Built between 1958 and 1970, the berms were intended to quarantine polluted water and papermaking chemicals in ponds to keep them out of the Clark Fork, which runs alongside the shuttered mill.
Keith Large with the Montana Department of Environmental Quality said the river has come up fast in recent days – a combination of rainfall and snowmelt.
“The Clark Fork River below Missoula, at the gauge station we follow, should peak Thursday at 10.3 feet, which is right below the action stage of 10.5,” he said. “I looked at the USGS gauge this morning (Tuesday) and it had a foot of gauge height overnight, so the river is coming up quick. We’ll keep our eye on this every five or six hours.”
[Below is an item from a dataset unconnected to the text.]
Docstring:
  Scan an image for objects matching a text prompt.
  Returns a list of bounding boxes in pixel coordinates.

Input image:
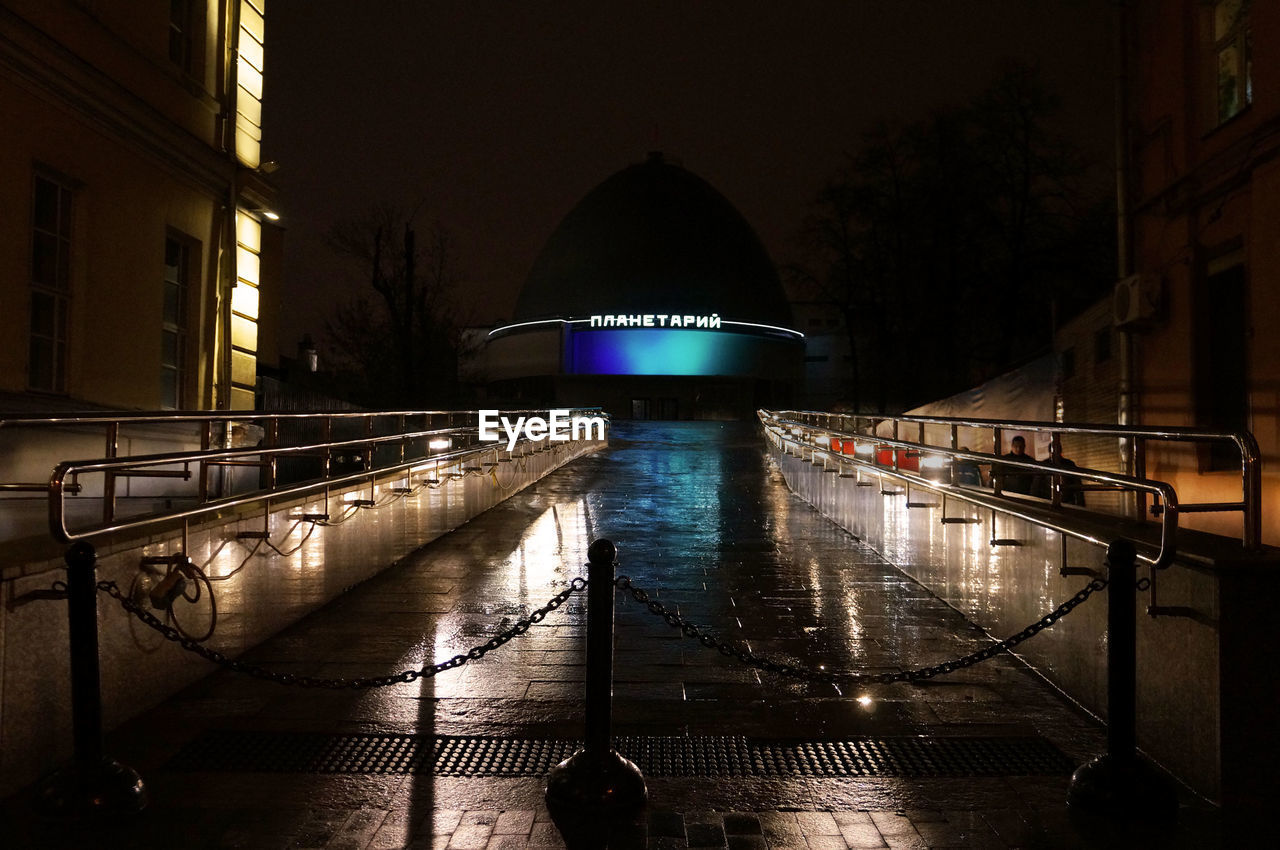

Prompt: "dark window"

While the EPA considered the berms’ stability in 2017, it learned a bit from the 2018 floods, which neared record highs along parts of the Clark Fork River corridor in Missoula.
An estimated 4.7 miles of berms run directly adjacent to the river. Another 3.7 miles of berms are in the interior of the mill site, where they outline the sludge ponds.
“The real concern is channel migration and a massive cut-through of the sludge pond and the interior berm,” said Travis Ross, supervisor of the county’s water quality district. “We’re still working on that channel migration zone study that will include this section of the Clark Fork River. We look to have that report out in the next couple months.”